Oltre all’Irpef (o Ires, l’imposta sul reddito delle società), il regime contabile è soggetto anche all’imposta regionale sulle attività produttive (Irap, calcolata sul valore della produzione netta con aliquota percentuale che varia in base alle regioni).
Nel regime ordinario, le imprese possono essere soggette alla ritenuta d’acconto se forniscono servizi o beni ad altre imprese o enti pubblici: si tratta di una percentuale trattenuta dal pagamento da parte del cliente da versare all’Agenzia delle Entrate.
Tassazione nel regime forfettario: come funziona
Come detto, accanto al regime ordinario troviamo il regime forfettario, introdotto dalla Legge n. 190/2014.
Il regime forfettario è un regime naturale: possono aderire al regime sia le nuove partite IVA, sia chi già operava e rientra nei limiti dei ricavi, che con la Legge di Bilancio 2023 sono stati portati a 85mila euro. Le spese per personale dipendente o lavoro accessorio non possono invece superare il limite di 20mila euro.
Il regime forfettario, come già accennato, è un regime agevolato, che prevede una tassazione a forfait e una contabilità semplificata.
Qualunque tipo di professionista che svolge attività di impresa, arte o professione può accedere al regime forfettario, tranne chi è socio di una società di persone, di un’associazione professionale o di un’impresa familiare e chi controlla società a responsabilità limitata, associazioni di partecipazione che possano essere ricondotte direttamente o indirettamente a quelle svolte come liberi professionisti.
L’imposta a forfait, chiamata anche imposta sostitutiva, sostituisce appunto le imposte sul reddito, le imposte regionali e comunali e l’Irap.
Per calcolare l’imponibile, bisogna sottrarre dal reddito imponibile i contributi previdenziali versati. Il valore ottenuto si moltiplica poi per la percentuale d’imposta pari al 15% (5% se si tratta di nuova attività).
L’imponibile si calcola moltiplicando il coefficiente di redditività del codice ATECO per il reddito lordo.
Il regime forfettario non ha scadenza, ma non bisogna superare gli 85mila euro di ricavi annui: qualora succeda, la Legge di Bilancio stabilisce il passaggio al regime ordinario dall’anno successivo se non si superano i 100mila euro, mentre il passaggio è immediato se si va oltre la soglia di 100mila euro.

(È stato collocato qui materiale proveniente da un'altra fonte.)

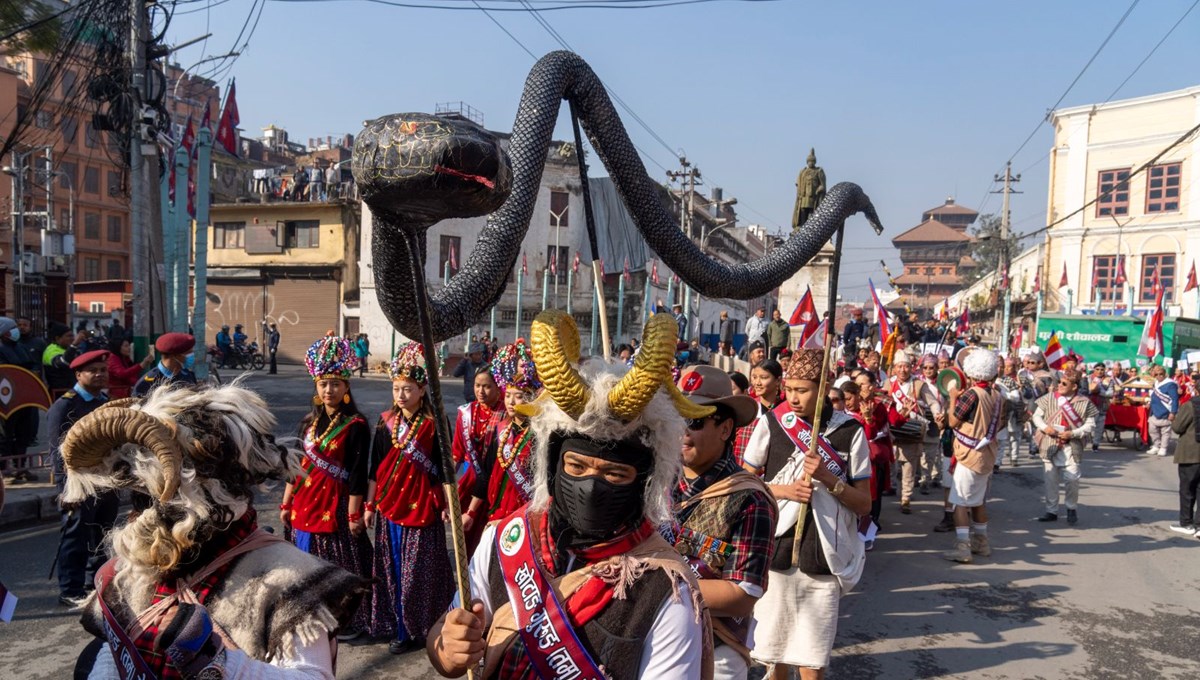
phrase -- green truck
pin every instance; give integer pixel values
(1115, 338)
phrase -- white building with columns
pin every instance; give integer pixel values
(1144, 221)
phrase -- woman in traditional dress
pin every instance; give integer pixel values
(766, 378)
(474, 431)
(505, 480)
(413, 582)
(322, 510)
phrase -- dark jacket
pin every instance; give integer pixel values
(1187, 449)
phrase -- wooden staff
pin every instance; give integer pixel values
(589, 218)
(449, 483)
(822, 384)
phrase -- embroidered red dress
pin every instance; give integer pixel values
(412, 566)
(507, 482)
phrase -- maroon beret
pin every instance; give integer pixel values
(89, 357)
(174, 343)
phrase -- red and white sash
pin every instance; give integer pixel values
(1068, 413)
(550, 641)
(993, 428)
(801, 433)
(901, 397)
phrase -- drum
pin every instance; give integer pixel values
(911, 431)
(951, 377)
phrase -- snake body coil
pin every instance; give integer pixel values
(417, 169)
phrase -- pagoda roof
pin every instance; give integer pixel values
(931, 232)
(951, 208)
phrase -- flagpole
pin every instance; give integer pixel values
(621, 307)
(172, 246)
(570, 281)
(599, 304)
(823, 380)
(516, 326)
(199, 295)
(595, 318)
(445, 283)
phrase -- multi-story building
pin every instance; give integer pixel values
(557, 233)
(936, 254)
(75, 184)
(1114, 226)
(289, 263)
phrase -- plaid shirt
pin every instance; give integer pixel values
(753, 536)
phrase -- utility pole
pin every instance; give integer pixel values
(142, 181)
(691, 175)
(1005, 256)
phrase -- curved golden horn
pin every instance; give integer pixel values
(651, 371)
(555, 341)
(97, 433)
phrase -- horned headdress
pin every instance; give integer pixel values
(607, 402)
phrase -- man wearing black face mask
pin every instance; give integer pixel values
(726, 517)
(579, 579)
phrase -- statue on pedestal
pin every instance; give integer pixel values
(810, 187)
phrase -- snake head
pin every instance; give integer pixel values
(429, 168)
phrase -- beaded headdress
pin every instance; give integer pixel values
(409, 362)
(331, 356)
(513, 367)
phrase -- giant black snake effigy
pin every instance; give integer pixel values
(417, 169)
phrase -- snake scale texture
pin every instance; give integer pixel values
(417, 169)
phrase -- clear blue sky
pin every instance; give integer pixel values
(913, 101)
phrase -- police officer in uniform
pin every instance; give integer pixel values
(172, 368)
(84, 525)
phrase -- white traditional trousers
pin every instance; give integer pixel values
(1068, 474)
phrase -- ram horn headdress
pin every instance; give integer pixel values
(90, 440)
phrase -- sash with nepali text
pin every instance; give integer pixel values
(551, 643)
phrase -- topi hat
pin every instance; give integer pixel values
(708, 385)
(174, 343)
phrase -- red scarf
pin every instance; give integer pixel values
(591, 599)
(211, 549)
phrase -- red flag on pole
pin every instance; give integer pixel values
(805, 312)
(1054, 353)
(1151, 344)
(816, 338)
(227, 130)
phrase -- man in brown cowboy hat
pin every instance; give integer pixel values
(725, 517)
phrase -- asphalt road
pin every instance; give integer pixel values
(1113, 597)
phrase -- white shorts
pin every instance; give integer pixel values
(967, 487)
(797, 619)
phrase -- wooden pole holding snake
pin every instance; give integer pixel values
(589, 218)
(823, 383)
(449, 483)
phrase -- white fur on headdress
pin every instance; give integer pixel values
(981, 365)
(660, 423)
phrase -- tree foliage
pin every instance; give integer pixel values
(988, 248)
(29, 25)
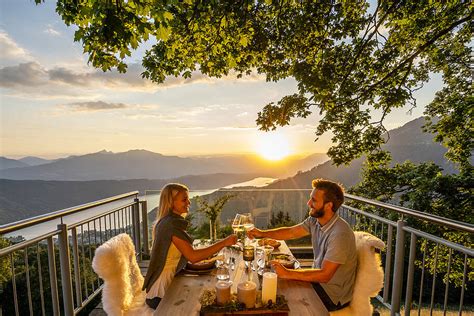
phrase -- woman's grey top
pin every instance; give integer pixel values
(169, 226)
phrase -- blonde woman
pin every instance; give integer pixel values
(172, 246)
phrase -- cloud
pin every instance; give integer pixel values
(9, 49)
(25, 74)
(51, 31)
(93, 106)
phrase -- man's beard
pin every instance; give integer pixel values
(316, 213)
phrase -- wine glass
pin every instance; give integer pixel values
(222, 273)
(247, 221)
(238, 227)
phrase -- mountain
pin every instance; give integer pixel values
(408, 142)
(26, 198)
(34, 161)
(142, 164)
(6, 163)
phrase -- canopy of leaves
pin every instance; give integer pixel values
(353, 62)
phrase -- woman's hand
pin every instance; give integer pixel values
(254, 233)
(279, 269)
(230, 240)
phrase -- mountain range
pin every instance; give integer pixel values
(408, 142)
(142, 164)
(25, 198)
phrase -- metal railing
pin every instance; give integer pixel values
(416, 263)
(74, 245)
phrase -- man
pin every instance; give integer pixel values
(335, 258)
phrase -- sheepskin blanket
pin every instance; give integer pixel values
(115, 262)
(369, 276)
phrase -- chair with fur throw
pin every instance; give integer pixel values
(115, 262)
(369, 276)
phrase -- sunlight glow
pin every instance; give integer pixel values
(272, 146)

Col regime forfettario, infine, non è possibile dedurre le spese.
In conclusione
Il regime ordinario e il regime forfettario prevedono due diversi sistemi di tassazione: a scaglioni il primo, a forfait il secondo. Entrambi hanno vantaggi e svantaggi, ma senza dubbio il regime contabile a forfait è più semplice e meno complesso da gestire, avendo molti meno obblighi; di contro, il regime ordinario, pur avendo più tasse da pagare, permette di dedurre le spese.